There are three different types of books – fun books without a lot of literary merit and intelligent books that are, often, dry as toast and books that fall in the middle- well written prose with characters that jump off the page. Iles isn’t a bad writer and Sleep No More isn’t a bad book- but it’s not literature. I read the book in a day and a half, but I had to suspend all disbelief to do it because the premise of this book is ridiculously silly.

John Waters lives in the south with his wife and young daughter. The blurb on the back of the book would have you believe that he’s got all his ducks in a row- happy marriage, successful business, but that isn’t true. His business (oil dilling) and his marriage (his wife has been depressed for four years after the loss of their second child) are both floundering making John the perfect candidate for an infidelity. So, he cheats. Only he cheats with someone from his past and things get slightly more complicated than he might have expected.

It’s impossible to say much more about the plot without giving away the book’s central conceit- the one you’ll have to suspend disbelief for. The book is filled with illicit couplings- though none of them are very titillating, so you won’t be getting your thrills that way. The characters aren’t particularly sympathetic and the whole thing tidies up just the teensiest bit unbelievably. Still, if you want to haul a book to the beach this summer, this will be reliably entertaining so long as you don’t expect too much.

The Way the Family Got Away by Michael Kimball

Critics loved this book. For example, Angus Wolfe Murray from ‘The Scotsman’ said: ‘Occasionally a novel by a new writer will cause critics to choke with excitement. This is one.’
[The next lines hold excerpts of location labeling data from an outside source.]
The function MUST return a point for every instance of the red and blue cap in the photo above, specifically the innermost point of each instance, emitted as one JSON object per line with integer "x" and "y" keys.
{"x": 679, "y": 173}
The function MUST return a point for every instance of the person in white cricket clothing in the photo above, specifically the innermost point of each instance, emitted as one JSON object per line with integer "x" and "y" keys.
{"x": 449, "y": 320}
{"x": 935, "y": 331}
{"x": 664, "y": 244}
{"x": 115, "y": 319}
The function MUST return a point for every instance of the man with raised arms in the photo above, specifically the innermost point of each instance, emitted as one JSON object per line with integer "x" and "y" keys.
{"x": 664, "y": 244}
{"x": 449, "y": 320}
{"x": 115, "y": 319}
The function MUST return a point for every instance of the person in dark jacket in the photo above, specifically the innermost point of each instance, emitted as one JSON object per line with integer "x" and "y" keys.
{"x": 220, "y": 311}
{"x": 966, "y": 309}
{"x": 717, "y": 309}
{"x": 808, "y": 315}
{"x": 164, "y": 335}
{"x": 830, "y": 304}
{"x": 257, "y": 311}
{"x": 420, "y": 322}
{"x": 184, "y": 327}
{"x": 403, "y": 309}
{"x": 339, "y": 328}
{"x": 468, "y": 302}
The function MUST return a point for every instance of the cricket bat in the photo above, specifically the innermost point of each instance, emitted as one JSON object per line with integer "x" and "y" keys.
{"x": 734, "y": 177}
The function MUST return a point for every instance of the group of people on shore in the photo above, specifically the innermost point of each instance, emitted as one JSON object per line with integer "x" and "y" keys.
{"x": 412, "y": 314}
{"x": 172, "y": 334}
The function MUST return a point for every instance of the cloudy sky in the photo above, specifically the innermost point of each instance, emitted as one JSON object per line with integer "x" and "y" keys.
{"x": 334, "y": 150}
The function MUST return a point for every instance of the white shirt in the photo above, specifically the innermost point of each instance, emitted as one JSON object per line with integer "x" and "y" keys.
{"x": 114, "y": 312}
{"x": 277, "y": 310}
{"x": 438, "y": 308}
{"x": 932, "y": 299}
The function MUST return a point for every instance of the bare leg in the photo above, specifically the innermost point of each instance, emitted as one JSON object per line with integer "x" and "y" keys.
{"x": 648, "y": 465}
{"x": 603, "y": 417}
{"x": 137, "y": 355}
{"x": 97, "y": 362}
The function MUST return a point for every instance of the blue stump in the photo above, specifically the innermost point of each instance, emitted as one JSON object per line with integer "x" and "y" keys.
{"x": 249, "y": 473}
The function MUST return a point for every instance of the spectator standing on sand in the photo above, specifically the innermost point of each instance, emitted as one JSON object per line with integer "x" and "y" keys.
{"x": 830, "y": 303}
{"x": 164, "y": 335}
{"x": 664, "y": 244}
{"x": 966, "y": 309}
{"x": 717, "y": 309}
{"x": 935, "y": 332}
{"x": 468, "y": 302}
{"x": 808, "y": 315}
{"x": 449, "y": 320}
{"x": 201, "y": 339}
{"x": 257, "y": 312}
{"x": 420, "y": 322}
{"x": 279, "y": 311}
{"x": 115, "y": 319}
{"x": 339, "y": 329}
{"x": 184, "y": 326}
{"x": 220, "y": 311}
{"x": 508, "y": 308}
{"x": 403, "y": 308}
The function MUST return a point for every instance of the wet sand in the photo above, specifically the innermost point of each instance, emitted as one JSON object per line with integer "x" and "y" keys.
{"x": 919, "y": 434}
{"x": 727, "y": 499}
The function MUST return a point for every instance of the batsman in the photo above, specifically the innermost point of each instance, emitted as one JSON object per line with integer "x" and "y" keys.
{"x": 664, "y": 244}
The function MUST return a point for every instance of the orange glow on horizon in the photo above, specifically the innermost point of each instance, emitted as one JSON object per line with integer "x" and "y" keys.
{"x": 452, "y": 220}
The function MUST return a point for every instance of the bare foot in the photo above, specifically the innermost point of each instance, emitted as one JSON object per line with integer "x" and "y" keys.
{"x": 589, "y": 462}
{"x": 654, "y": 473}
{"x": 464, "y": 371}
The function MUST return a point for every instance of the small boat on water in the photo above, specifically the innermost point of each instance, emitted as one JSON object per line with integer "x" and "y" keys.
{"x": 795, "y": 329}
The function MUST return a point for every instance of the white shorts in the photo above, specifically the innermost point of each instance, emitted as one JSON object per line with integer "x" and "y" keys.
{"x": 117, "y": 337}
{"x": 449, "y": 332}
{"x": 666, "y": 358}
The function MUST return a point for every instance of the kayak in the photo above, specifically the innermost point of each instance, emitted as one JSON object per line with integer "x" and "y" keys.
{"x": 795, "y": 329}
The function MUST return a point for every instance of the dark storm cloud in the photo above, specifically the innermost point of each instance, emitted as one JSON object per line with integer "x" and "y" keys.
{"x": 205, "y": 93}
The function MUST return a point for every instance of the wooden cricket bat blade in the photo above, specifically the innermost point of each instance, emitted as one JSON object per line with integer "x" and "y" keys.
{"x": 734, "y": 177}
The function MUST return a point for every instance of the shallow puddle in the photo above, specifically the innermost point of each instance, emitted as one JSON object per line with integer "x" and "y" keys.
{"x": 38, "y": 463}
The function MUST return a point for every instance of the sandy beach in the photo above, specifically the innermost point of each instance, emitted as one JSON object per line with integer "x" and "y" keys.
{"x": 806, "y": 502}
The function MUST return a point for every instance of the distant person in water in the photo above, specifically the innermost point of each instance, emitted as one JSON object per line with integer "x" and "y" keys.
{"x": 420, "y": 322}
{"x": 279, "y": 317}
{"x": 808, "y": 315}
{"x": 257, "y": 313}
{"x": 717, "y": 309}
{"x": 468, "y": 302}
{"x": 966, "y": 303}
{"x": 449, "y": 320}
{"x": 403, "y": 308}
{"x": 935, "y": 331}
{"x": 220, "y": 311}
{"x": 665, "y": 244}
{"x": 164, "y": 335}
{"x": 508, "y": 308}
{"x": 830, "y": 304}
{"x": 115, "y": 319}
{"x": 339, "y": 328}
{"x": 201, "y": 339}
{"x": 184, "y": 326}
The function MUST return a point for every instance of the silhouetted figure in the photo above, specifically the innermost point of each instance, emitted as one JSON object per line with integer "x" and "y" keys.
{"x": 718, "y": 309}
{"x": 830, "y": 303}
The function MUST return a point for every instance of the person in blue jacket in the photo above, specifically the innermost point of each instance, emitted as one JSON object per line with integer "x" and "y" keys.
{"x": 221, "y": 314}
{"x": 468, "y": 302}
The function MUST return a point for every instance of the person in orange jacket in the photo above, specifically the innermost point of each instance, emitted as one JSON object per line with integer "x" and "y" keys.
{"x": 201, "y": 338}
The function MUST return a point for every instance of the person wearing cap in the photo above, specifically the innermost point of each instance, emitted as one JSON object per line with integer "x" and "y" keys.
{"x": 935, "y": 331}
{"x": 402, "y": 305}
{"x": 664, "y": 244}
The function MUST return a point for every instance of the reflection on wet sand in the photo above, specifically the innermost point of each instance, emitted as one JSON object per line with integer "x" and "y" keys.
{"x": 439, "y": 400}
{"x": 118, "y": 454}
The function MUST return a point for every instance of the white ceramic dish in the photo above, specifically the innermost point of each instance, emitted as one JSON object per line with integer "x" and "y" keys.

For me, though, the style got in the way of the story which is too bad because the story was kinda sad.

A family (mother, father, boy and girl) set off in their car from Mineola, Texas to Gaylord. They have all their worldly possessions in that car, including the body of the infant they lost to yellow fever. As they travel they sell/exchange their things in exchange for gas. They are going to Bompa’s house (one can assume this is a grandparent).

What makes this story odd (and I guess critics would say amazing) is that the story’s narrators are the two remaining children,  both of them very young.

“My brother’s fever wouldn’t leave him or our house,” the little boy says.

His sister says: “The sun-color got too bright and too inside and under my little brother’s skin until it burned his insides out inside his crib.”

What follows is a strange narration which flips between the brother and sister as their parents navigate their way from town to town in an effort to escape their grief.

I think your enjoyment of the novel will depend on your willingness to fall into the strange rhythm of their language.

For me, it just didn’t work. And I hate it when a book makes me feel as though I didn’t get it. Like- if I was smarter this would make sense and I could jump on the bandwagon with all the smart critics…one of whom actually said “you can’t read if you can’t read this book.”

I can read the words, thanks. They just didn’t move me.